This review contains spoilers

An interesting thing about a game that has perhaps the most spoiled moment in video games is that when you play through it for the first time, you can’t exactly get that thought off your mind. The second cloud meets Aerith it becomes tragedy, a slowly marching clock to when the big moment comes. And in between those moments you play a pretty good rpg. I suppose this sort of inevitability is what the remake trilogy thrives on, even for my own personal time spent in 7’s occasionally industrial mostly classic fantasy world I am, in some way creating my own final fantasy 7 remake. Every time you use an ability is a reminder of what’s going to come next, a cute date sequence becomes the closest thing both characters have to what could have been, and even if you’re able to recognize the point of which it happens you hope in the back of your mind that it won’t happen, that maybe there’s a one in a trillion chance she lives. But then Sephiroth plunges down and shifts the story.
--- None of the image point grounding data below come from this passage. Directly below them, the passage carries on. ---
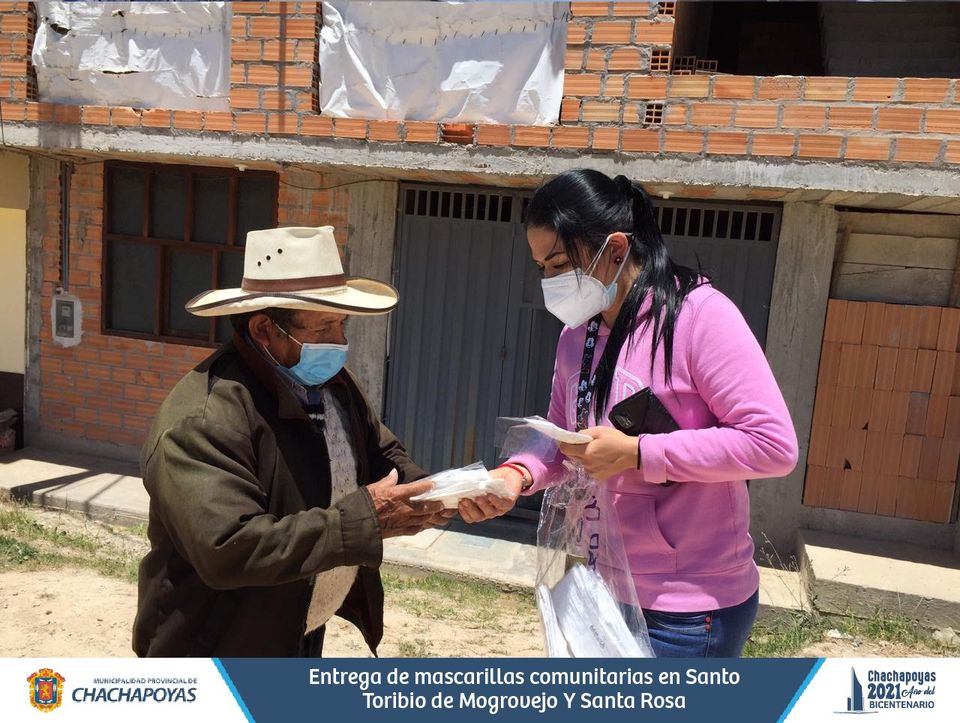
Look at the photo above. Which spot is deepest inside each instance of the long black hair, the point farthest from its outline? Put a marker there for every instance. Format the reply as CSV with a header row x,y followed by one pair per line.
x,y
584,207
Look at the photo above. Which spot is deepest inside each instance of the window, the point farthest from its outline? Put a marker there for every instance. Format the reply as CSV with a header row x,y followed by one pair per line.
x,y
172,232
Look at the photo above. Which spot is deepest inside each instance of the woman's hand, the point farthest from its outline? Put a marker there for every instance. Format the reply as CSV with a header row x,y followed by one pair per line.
x,y
610,453
483,508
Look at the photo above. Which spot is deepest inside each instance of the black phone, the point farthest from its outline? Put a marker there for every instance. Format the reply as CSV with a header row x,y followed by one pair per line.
x,y
642,413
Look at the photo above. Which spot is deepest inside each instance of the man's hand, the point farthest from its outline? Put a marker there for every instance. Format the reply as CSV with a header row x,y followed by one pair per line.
x,y
486,507
610,453
397,515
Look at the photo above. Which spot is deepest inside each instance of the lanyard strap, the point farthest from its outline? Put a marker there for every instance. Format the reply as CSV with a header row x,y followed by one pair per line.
x,y
587,381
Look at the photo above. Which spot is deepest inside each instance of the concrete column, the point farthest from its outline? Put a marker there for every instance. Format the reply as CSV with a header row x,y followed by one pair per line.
x,y
44,174
371,232
798,305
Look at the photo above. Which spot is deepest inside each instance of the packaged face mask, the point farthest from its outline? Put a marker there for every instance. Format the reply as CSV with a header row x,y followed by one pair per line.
x,y
454,485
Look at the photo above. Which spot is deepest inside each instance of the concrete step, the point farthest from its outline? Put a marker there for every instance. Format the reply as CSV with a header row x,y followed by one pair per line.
x,y
501,551
856,576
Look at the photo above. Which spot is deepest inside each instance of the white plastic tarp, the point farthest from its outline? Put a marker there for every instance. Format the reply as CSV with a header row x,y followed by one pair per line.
x,y
142,54
476,62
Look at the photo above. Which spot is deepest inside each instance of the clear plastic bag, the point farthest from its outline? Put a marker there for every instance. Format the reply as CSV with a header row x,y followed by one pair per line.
x,y
453,485
585,590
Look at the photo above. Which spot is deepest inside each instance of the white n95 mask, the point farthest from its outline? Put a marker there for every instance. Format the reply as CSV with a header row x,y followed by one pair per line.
x,y
575,297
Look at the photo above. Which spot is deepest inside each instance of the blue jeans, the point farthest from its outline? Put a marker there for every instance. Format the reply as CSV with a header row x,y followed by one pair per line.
x,y
709,634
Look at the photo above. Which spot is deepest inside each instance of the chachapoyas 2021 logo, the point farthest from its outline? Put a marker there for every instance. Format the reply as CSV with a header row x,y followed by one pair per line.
x,y
891,689
46,689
A less spoken on benefit to one of gaming’s biggest spoilers is that it acts as a lightning rod for the rest of the game. While I may have the cutscene of Aerith’s deaths memorized through sheer cultural osmosis, I saw even more beautiful, quiet and poignant stories about people who live in a beautiful world and wish to fight for it. The world of Final Fantasy VII is full of people, people with dreams and aspirations who may impact your life even if they were in them for a brief moment. Memories are a beautiful thing, but they are designed to drift away, leaving mossy ruins where there once was a city.